Quick start

Xarray-schema provides a simple class-based API for defining schemas and validating Xarray objects (and their components).

All schema objects objects have .validate() and to_json methods.

[1]:
import numpy as np
import xarray as xr

from xarray_schema import DataArraySchema

We’ll start with a simple example that uses the DataArraySchema to validate the following DataArray:

[2]:
da = xr.DataArray(np.ones((4, 10), dtype='i4'), dims=['x', 't'], name='foo')

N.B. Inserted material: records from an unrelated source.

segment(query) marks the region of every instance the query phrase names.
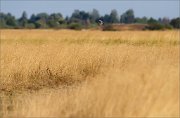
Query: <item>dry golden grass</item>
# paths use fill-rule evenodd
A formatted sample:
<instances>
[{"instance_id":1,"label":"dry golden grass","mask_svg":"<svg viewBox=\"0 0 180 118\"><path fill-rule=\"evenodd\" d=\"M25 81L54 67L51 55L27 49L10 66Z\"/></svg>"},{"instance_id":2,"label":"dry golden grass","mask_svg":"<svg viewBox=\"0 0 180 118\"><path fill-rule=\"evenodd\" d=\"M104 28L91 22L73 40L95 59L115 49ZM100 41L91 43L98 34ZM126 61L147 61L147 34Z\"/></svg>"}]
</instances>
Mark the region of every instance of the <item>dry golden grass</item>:
<instances>
[{"instance_id":1,"label":"dry golden grass","mask_svg":"<svg viewBox=\"0 0 180 118\"><path fill-rule=\"evenodd\" d=\"M1 30L0 116L178 117L178 33Z\"/></svg>"}]
</instances>

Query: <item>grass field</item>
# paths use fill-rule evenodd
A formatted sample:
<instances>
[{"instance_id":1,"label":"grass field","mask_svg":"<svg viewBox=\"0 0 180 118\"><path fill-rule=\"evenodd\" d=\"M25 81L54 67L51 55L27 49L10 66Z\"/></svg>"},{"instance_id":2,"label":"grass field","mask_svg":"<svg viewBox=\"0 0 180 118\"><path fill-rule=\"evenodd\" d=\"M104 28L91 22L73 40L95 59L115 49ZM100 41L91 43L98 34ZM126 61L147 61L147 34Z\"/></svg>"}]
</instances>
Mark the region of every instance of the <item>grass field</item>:
<instances>
[{"instance_id":1,"label":"grass field","mask_svg":"<svg viewBox=\"0 0 180 118\"><path fill-rule=\"evenodd\" d=\"M1 30L0 117L179 117L179 31Z\"/></svg>"}]
</instances>

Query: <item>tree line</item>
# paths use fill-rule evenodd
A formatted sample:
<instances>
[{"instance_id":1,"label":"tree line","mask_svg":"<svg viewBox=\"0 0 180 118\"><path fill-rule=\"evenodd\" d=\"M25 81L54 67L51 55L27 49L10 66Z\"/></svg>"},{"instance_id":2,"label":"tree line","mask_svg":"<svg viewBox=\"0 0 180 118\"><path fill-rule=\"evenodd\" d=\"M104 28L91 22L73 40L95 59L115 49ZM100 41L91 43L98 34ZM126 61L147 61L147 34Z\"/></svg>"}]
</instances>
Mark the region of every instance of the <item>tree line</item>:
<instances>
[{"instance_id":1,"label":"tree line","mask_svg":"<svg viewBox=\"0 0 180 118\"><path fill-rule=\"evenodd\" d=\"M57 28L57 29L82 29L92 28L98 26L98 21L102 20L104 24L149 24L147 27L150 30L162 28L180 28L180 17L169 19L164 18L147 18L135 17L134 11L128 9L122 15L118 15L117 10L112 10L110 14L101 16L99 11L93 9L91 12L82 10L74 10L71 16L63 17L61 13L38 13L32 14L29 18L24 11L20 18L16 18L11 13L0 12L0 28L16 28L16 29L44 29L44 28Z\"/></svg>"}]
</instances>

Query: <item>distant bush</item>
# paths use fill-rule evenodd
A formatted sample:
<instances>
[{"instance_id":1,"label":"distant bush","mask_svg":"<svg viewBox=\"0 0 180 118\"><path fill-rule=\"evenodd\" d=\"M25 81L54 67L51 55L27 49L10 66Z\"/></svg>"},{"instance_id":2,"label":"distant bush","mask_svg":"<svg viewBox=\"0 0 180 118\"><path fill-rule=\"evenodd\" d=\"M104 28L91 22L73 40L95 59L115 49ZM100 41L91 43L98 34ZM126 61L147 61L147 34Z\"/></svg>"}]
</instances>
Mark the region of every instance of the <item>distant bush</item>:
<instances>
[{"instance_id":1,"label":"distant bush","mask_svg":"<svg viewBox=\"0 0 180 118\"><path fill-rule=\"evenodd\" d=\"M74 30L81 30L82 29L82 25L79 23L71 23L68 26L69 29L74 29Z\"/></svg>"},{"instance_id":2,"label":"distant bush","mask_svg":"<svg viewBox=\"0 0 180 118\"><path fill-rule=\"evenodd\" d=\"M116 29L114 29L112 25L108 24L103 26L103 31L116 31Z\"/></svg>"}]
</instances>

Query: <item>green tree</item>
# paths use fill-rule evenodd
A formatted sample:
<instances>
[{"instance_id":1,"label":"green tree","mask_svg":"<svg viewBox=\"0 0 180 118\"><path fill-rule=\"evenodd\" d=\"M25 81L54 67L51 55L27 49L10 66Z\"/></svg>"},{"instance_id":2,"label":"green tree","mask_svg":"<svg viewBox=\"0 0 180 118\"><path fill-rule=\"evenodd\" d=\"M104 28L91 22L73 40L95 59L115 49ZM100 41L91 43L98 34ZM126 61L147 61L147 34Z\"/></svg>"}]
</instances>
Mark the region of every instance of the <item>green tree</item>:
<instances>
[{"instance_id":1,"label":"green tree","mask_svg":"<svg viewBox=\"0 0 180 118\"><path fill-rule=\"evenodd\" d=\"M117 10L113 9L110 13L110 23L118 23L118 13Z\"/></svg>"},{"instance_id":2,"label":"green tree","mask_svg":"<svg viewBox=\"0 0 180 118\"><path fill-rule=\"evenodd\" d=\"M99 11L96 9L93 9L92 12L90 13L90 21L92 23L97 22L97 20L99 19L100 15L99 15Z\"/></svg>"},{"instance_id":3,"label":"green tree","mask_svg":"<svg viewBox=\"0 0 180 118\"><path fill-rule=\"evenodd\" d=\"M121 15L120 19L121 23L133 23L134 22L134 11L132 9L127 10L125 13Z\"/></svg>"}]
</instances>

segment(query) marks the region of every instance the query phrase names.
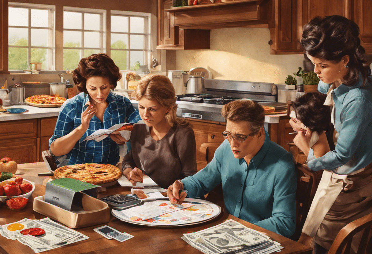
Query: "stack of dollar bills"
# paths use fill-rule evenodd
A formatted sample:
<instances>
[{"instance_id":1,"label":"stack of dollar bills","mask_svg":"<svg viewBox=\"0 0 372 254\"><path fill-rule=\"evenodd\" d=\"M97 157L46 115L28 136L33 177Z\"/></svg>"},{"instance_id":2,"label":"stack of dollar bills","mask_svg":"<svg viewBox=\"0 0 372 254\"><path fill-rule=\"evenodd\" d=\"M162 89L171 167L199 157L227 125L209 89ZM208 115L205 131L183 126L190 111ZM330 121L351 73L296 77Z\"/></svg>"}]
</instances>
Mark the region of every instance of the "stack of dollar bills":
<instances>
[{"instance_id":1,"label":"stack of dollar bills","mask_svg":"<svg viewBox=\"0 0 372 254\"><path fill-rule=\"evenodd\" d=\"M45 233L34 236L23 234L28 228L41 228ZM31 248L35 253L49 250L89 238L71 228L55 222L48 218L41 219L23 219L19 221L0 225L0 234Z\"/></svg>"},{"instance_id":2,"label":"stack of dollar bills","mask_svg":"<svg viewBox=\"0 0 372 254\"><path fill-rule=\"evenodd\" d=\"M267 254L280 250L280 244L232 219L181 238L206 254Z\"/></svg>"}]
</instances>

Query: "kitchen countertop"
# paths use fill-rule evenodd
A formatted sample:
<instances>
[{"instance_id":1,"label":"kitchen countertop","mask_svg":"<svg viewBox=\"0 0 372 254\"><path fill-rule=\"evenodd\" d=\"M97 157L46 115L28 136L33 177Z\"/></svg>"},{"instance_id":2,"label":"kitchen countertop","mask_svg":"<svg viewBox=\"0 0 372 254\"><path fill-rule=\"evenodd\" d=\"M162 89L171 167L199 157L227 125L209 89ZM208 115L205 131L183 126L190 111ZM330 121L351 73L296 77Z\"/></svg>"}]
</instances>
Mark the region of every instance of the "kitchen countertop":
<instances>
[{"instance_id":1,"label":"kitchen countertop","mask_svg":"<svg viewBox=\"0 0 372 254\"><path fill-rule=\"evenodd\" d=\"M12 114L6 111L0 113L0 121L23 120L42 117L58 116L60 107L39 108L26 104L3 106L4 108L25 108L27 111L19 114Z\"/></svg>"}]
</instances>

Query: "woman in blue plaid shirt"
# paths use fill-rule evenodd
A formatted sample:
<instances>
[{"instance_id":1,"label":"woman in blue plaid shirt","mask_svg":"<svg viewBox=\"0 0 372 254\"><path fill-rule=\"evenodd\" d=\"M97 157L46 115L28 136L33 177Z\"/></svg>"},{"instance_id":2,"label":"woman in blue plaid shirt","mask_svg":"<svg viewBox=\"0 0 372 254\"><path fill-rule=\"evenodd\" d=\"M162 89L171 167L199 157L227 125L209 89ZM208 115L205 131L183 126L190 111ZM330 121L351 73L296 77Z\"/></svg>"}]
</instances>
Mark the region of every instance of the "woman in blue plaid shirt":
<instances>
[{"instance_id":1,"label":"woman in blue plaid shirt","mask_svg":"<svg viewBox=\"0 0 372 254\"><path fill-rule=\"evenodd\" d=\"M83 140L100 129L141 120L129 99L110 91L121 78L119 68L106 54L93 54L80 60L73 78L83 92L61 107L49 140L51 152L55 156L66 156L60 166L87 163L115 165L119 158L118 144L127 141L118 131L100 142Z\"/></svg>"}]
</instances>

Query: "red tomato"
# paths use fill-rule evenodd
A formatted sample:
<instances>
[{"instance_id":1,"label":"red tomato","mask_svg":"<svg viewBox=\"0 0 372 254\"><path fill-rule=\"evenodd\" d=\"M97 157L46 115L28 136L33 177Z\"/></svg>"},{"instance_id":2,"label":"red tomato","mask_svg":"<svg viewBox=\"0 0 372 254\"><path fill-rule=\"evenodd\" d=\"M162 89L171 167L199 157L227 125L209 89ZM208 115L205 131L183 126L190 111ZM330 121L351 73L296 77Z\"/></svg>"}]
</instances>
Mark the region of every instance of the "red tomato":
<instances>
[{"instance_id":1,"label":"red tomato","mask_svg":"<svg viewBox=\"0 0 372 254\"><path fill-rule=\"evenodd\" d=\"M21 190L23 194L29 192L32 189L32 185L28 183L25 183L19 185L19 188L21 188Z\"/></svg>"},{"instance_id":2,"label":"red tomato","mask_svg":"<svg viewBox=\"0 0 372 254\"><path fill-rule=\"evenodd\" d=\"M22 182L23 182L23 178L20 176L16 176L16 179L14 181L18 184L22 184Z\"/></svg>"},{"instance_id":3,"label":"red tomato","mask_svg":"<svg viewBox=\"0 0 372 254\"><path fill-rule=\"evenodd\" d=\"M11 210L17 211L25 207L28 201L28 199L26 198L13 198L6 201L6 205Z\"/></svg>"},{"instance_id":4,"label":"red tomato","mask_svg":"<svg viewBox=\"0 0 372 254\"><path fill-rule=\"evenodd\" d=\"M11 197L13 196L17 196L22 193L19 188L19 185L14 182L15 184L12 184L12 182L10 182L8 184L6 184L4 186L4 192L5 196L8 197Z\"/></svg>"}]
</instances>

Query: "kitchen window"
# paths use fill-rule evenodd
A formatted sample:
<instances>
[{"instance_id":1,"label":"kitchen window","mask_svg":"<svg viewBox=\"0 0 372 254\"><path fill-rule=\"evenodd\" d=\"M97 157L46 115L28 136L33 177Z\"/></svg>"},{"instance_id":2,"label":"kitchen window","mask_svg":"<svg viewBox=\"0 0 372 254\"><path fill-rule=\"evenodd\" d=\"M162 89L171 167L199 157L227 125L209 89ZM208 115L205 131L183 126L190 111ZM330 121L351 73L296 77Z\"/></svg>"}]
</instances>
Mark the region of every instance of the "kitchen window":
<instances>
[{"instance_id":1,"label":"kitchen window","mask_svg":"<svg viewBox=\"0 0 372 254\"><path fill-rule=\"evenodd\" d=\"M30 62L39 62L43 69L54 69L54 6L8 4L8 69L30 69Z\"/></svg>"},{"instance_id":2,"label":"kitchen window","mask_svg":"<svg viewBox=\"0 0 372 254\"><path fill-rule=\"evenodd\" d=\"M150 59L150 14L111 11L111 57L121 70L133 69Z\"/></svg>"},{"instance_id":3,"label":"kitchen window","mask_svg":"<svg viewBox=\"0 0 372 254\"><path fill-rule=\"evenodd\" d=\"M104 10L64 8L64 70L74 69L83 57L105 52L105 16Z\"/></svg>"}]
</instances>

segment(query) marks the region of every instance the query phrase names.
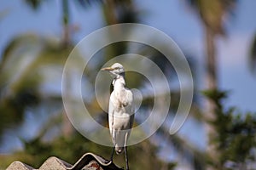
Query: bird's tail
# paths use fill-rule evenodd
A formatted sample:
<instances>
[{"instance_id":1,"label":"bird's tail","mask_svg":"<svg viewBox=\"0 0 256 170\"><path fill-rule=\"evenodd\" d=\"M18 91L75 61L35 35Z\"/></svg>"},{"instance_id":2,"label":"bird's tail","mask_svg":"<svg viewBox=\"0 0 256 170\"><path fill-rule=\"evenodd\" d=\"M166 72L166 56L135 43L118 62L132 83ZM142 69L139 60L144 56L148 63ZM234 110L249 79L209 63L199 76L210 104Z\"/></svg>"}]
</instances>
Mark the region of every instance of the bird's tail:
<instances>
[{"instance_id":1,"label":"bird's tail","mask_svg":"<svg viewBox=\"0 0 256 170\"><path fill-rule=\"evenodd\" d=\"M115 146L114 150L115 150L116 154L119 155L123 152L124 147Z\"/></svg>"}]
</instances>

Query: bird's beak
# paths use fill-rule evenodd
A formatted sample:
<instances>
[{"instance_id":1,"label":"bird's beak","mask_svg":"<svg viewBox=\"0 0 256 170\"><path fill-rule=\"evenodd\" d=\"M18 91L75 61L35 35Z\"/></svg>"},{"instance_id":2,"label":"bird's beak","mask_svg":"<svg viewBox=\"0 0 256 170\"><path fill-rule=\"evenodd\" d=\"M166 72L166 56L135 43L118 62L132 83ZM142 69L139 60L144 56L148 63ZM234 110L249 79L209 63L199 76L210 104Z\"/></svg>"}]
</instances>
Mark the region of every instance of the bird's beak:
<instances>
[{"instance_id":1,"label":"bird's beak","mask_svg":"<svg viewBox=\"0 0 256 170\"><path fill-rule=\"evenodd\" d=\"M101 69L101 71L113 71L113 69L112 67L105 67Z\"/></svg>"}]
</instances>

We can create a schema for this DataArray that includes the datatype, name, and shape. Note that for the shape schema, we’ve used None as a wildcard.

[3]:
schema = DataArraySchema(dtype=np.integer, name='foo', shape=(4, None))

With our schema created, we can now validate our DataArray:

[4]:
schema.validate(da)

When we validate an object that doesn’t conform to our schema, we get a SchemaError:

[5]:
da2 = xr.DataArray(np.ones((4, 10), dtype='f4'), dims=['x', 't'], name='foo')
schema.validate(da2)
---------------------------------------------------------------------------
SchemaError                               Traceback (most recent call last)
<ipython-input-5-75422557b423> in <module>
      1 da2 = xr.DataArray(np.ones((4, 10), dtype='f4'), dims=['x', 't'], name='foo')
----> 2 schema.validate(da2)

~/Dropbox (Personal)/src/xarray-schema/xarray_schema/dataarray.py in validate(self, da)
    196
    197         if self.dtype is not None:
--> 198             self.dtype.validate(da.dtype)
    199
    200         if self.name is not None:

~/Dropbox (Personal)/src/xarray-schema/xarray_schema/components.py in validate(self, dtype)
     38         '''
     39         if not np.issubdtype(dtype, self.dtype):
---> 40             raise SchemaError(f'dtype {dtype} != {self.dtype}')
     41
     42     @property

SchemaError: dtype float32 != <class 'numpy.integer'>

Schemas can also be exported to JSON:

[6]:
schema.json
[6]:
{'dtype': 'integer', 'shape': [4, None], 'name': 'foo'}

Components

Each component of the Xarray data model is implemented as a stand alone class:

[7]:
from xarray_schema.components import (
    DTypeSchema,
    DimsSchema,
    ShapeSchema,
    NameSchema,
    ChunksSchema,
    ArrayTypeSchema,
    AttrSchema,
    AttrsSchema
)

# example constructions
dtype_schema = DTypeSchema('i4')
dims_schema = DimsSchema(('x', 'y', None))  # None is used as a wildcard
shape_schema = ShapeSchema((5, 10, None))  # None is used as a wildcard
name_schema = NameSchema('foo')
chunk_schema = ChunksSchema({'x': None, 'y': -1})  # None is used as a wildcard, -1 is used as
ArrayTypeSchema = ArrayTypeSchema(np.ndarray)

# Example usage
dtype_schema.validate(da.dtype)

# Each object schema can be exported to JSON format
chunk_schema = chunk_schema.to_json()
print(chunk_schema)
{"x": null, "y": -1}
[ ]: